Every day, 10 people die from unintentional drowning, and of those, two will be children younger than 14.
“My dad always said swimming is probably the one sport that can actually save your life,” said Aaron.
Amanda Mitchell is the senior aquatics director for the YMCA of Greater Kansas City. She says in addition to learning how to swim, it’s important for parents to know the signs of a swimmer in distress.
“It can be the difference between jumping in and getting a kid safely to the side while they're active and alert or having a drowning incident,” Mitchell said.
Mitchell said the first sign is the position of the person’s head.
“An active person in distress at the pool, they're going to have their head back, so they're trying to keep their mouth to the highest point so they can keep air,” she said.

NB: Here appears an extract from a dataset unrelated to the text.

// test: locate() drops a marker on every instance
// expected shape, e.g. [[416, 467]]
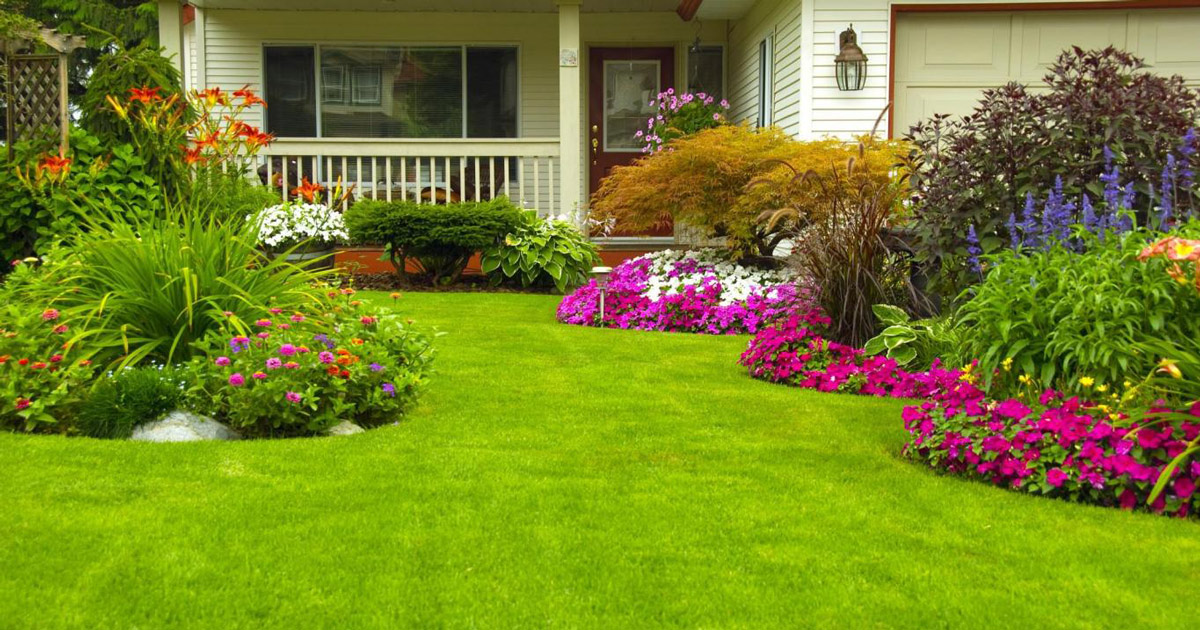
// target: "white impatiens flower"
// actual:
[[737, 282], [289, 223]]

Their eyes will also be very wide and bright as they enter a state of panic, Mitchell pointed out.
“Their arms could be flailing but also a distressed swimmer may not be kicking to keep themselves up because they're in such a state of panic, they forget to kick their legs,”
And even though swimmers in movies or on television always yell for help, Mitchell said, in that state of panic, a person may not make any noise at all.
“It does not take long at all,” said Mitchell. “At about that 20 second mark, that's when someone in distress will be so fatigued that they'll start to slip under the surface.”
Mitchell recommends all young swimmers or anyone who is not comfortable in the water wear a Coast Guard-approved life jacket and try to stick with bodies of water that have a lifeguard present.
The YMCA of Greater Kansas City will also be handing out “Water Watcher” badges this summer to families. It encourages one adult to hold the badge at all times when the family is at the pool or the lake. That person is the designated Water Watcher, meaning they don’t check their cell phone or socialize. Their only responsibility is to focus on everyone in the water. Mitchell said adults should only keep the badge for about 20 minutes before handing it off to someone else.
The bottom line is to know what’s going on with your children in the water.
“Be aware of what's around you and be respectful of the water,” said Virden.